The Work of Missions
1. Missionary Motives.
The true missionary must first conquer sin in his own life before he can successfully combat it in the lives of others. The missionary motives are naturally derived from the Word of God and from the new life that is born within the hearts of the missionaries, in connection with the condition of those who are the objects of missionary efforts.
In the Word of God we find the great commission that Christ gave His disciples to preach the Gospel to all nations (Matthew 28:19).

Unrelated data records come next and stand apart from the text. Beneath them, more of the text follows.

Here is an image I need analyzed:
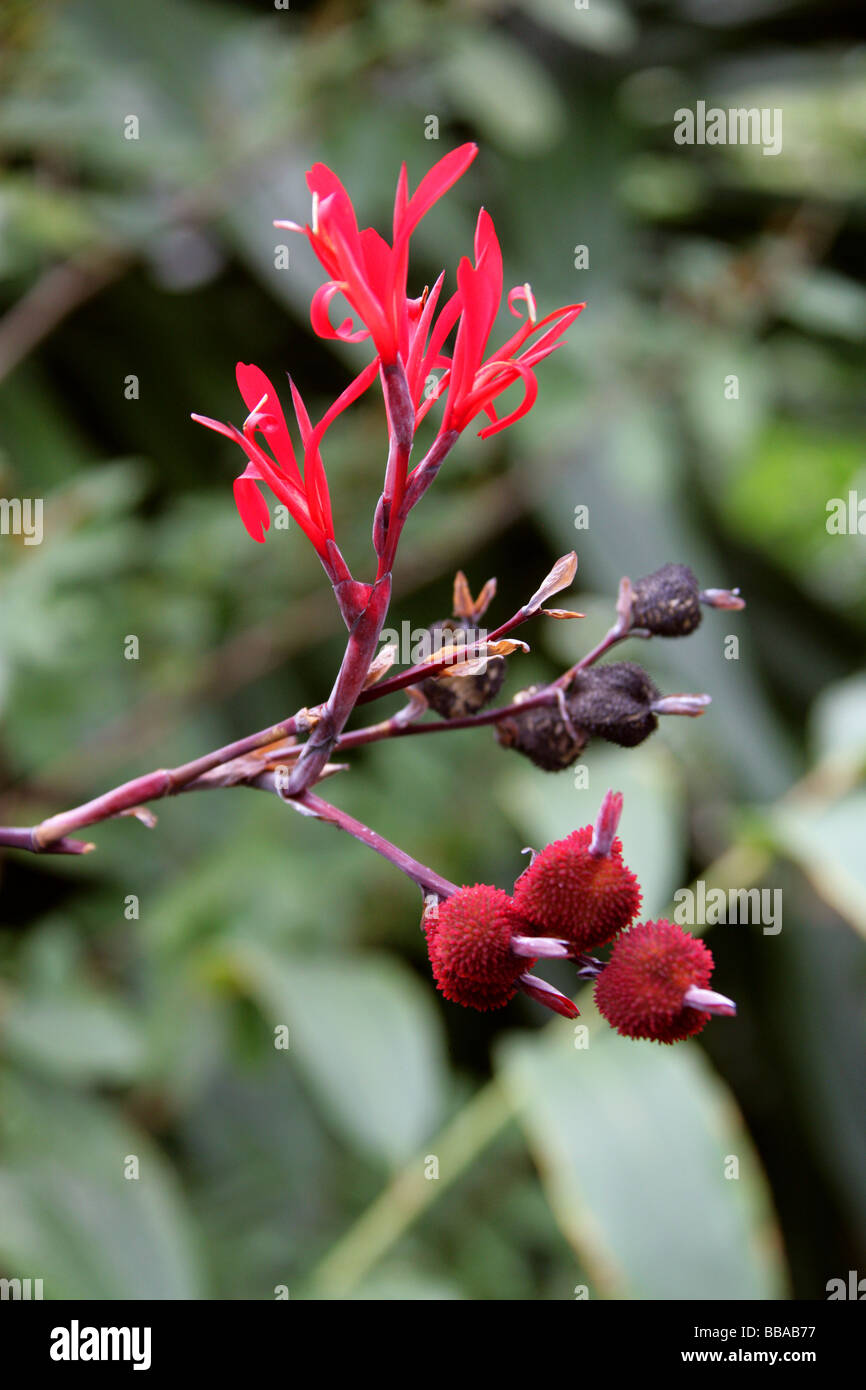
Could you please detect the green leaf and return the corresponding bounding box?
[810,674,866,762]
[769,791,866,935]
[441,31,564,154]
[0,1076,206,1300]
[3,990,145,1084]
[499,1015,784,1298]
[226,947,445,1163]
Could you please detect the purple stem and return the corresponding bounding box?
[294,791,457,898]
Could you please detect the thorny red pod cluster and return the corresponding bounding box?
[424,792,737,1043]
[0,145,744,1061]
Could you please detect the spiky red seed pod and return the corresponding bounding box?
[514,826,641,951]
[424,883,532,1009]
[595,920,713,1043]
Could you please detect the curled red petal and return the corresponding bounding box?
[310,279,370,343]
[234,463,271,545]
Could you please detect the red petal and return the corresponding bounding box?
[235,361,300,484]
[234,475,271,543]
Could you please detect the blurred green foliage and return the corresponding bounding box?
[0,0,866,1300]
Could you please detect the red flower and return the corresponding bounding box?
[192,361,377,560]
[595,920,737,1043]
[274,145,478,366]
[430,209,585,439]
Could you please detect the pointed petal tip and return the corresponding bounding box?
[517,974,580,1019]
[683,984,737,1019]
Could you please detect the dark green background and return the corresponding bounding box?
[0,0,866,1300]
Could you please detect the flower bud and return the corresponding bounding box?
[595,920,737,1043]
[424,883,530,1009]
[631,564,702,637]
[495,685,589,773]
[566,662,659,748]
[514,798,641,954]
[421,619,506,719]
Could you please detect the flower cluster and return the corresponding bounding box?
[424,792,737,1043]
[193,145,584,564]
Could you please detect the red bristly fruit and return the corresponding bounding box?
[595,920,737,1043]
[424,883,578,1019]
[424,883,530,1009]
[514,792,641,952]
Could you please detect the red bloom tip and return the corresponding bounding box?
[589,791,623,858]
[424,883,527,1011]
[595,920,735,1043]
[517,974,580,1019]
[287,143,478,367]
[514,826,641,952]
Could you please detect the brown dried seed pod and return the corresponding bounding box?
[631,564,702,637]
[566,662,659,748]
[495,685,588,773]
[421,619,506,719]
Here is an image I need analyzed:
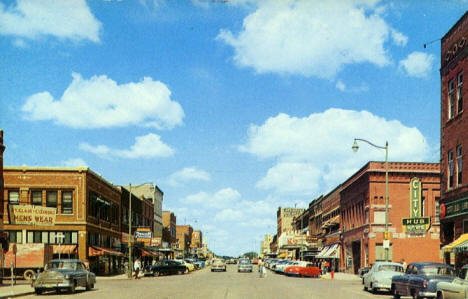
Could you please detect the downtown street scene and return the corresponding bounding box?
[0,0,468,299]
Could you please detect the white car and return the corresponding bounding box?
[362,262,404,292]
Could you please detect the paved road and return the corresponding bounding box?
[22,265,391,299]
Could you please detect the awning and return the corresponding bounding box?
[88,246,123,256]
[52,245,77,254]
[140,248,157,256]
[442,233,468,252]
[315,246,330,258]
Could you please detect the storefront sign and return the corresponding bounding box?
[9,205,57,225]
[441,197,468,218]
[410,178,421,218]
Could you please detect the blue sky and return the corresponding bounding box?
[0,0,468,255]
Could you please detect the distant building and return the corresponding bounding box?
[440,12,468,268]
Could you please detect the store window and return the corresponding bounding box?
[8,190,19,205]
[46,191,57,208]
[457,72,463,113]
[62,191,73,214]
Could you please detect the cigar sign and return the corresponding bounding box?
[9,205,57,225]
[402,178,431,234]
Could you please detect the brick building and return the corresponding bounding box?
[440,12,468,267]
[3,167,123,274]
[176,225,193,255]
[340,162,440,273]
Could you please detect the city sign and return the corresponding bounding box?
[410,178,421,218]
[9,205,57,225]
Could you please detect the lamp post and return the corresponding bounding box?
[351,138,389,262]
[128,182,154,279]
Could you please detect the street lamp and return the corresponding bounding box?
[351,138,389,262]
[128,182,154,279]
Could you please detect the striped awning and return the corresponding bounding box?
[442,233,468,252]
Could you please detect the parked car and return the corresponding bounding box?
[237,259,253,272]
[436,265,468,299]
[391,263,455,299]
[176,260,195,272]
[362,262,404,293]
[211,259,226,272]
[143,260,189,276]
[284,262,322,277]
[32,259,96,295]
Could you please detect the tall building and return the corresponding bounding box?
[276,207,304,238]
[440,12,468,267]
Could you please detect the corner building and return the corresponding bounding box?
[340,162,441,273]
[440,12,468,268]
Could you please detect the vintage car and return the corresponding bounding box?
[237,258,252,272]
[31,259,96,295]
[391,263,455,299]
[143,260,189,276]
[362,262,403,293]
[211,259,226,272]
[437,265,468,299]
[284,262,322,278]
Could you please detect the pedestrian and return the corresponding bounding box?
[133,258,141,279]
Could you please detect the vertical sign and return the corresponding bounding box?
[410,178,421,218]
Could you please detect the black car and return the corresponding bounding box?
[391,263,455,299]
[144,260,189,276]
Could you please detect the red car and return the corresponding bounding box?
[284,263,322,277]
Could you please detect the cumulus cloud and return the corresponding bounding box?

The missionary goes out first of all because it is the command of his King.
But the new life of the missionary operates in various ways also as a motive:
(1) The grace that fills his heart is of a communicative character.
(2) The holiness of his new life reacts strongly against sin in the world and naturally seeks to create a holy atmosphere in which it can flourish.
(3) This new life feels that it is responsible also for sin in the lives of others, and therefore impels one to conquer sin in the world of unbelief.
(4) That new life, as it exists in the lives of individuals, is conscious of the fact that it forms but an insignificant part of the body of Christ, and necessarily seeks to complete itself.
2. The Great Importance of Missionary Work.
This work is very important, first of all, for Christ, for in it He sees the good pleasure of Jehovah prosper in His hand. It is the ingathering of the fruits of His labors, the increase of His subjects and the completion of His body.
It is very significant too for the Church--it promotes her growth, leads her on to completeness and strengthens her by increasing the number of the soldiers of the cross.
It is of the utmost importance for the nations that are won for Christ. New life is born within them; new light kindled in their hearts. Schools are opened for the education of their children, their moral life is raised to a higher level and their religion is purified.
3. The Factors on Which Missionary Victory Depends.
Negatively we can say that spiritual victory does not depend on the sword or on persecution. Neither does it, in the last analysis, depend on any efforts of man, such as great oratory, educational activities or measures of social reform.
Positively it does depend, first of all, on the grace of God, operating in the hearts of the missionaries, of those that support the work of missions and of those that are the objects of missionary efforts. And in the second place on the preaching of the Gospel of Jesus Christ in its purity. Some of the above named agencies may, of course, aid in the work.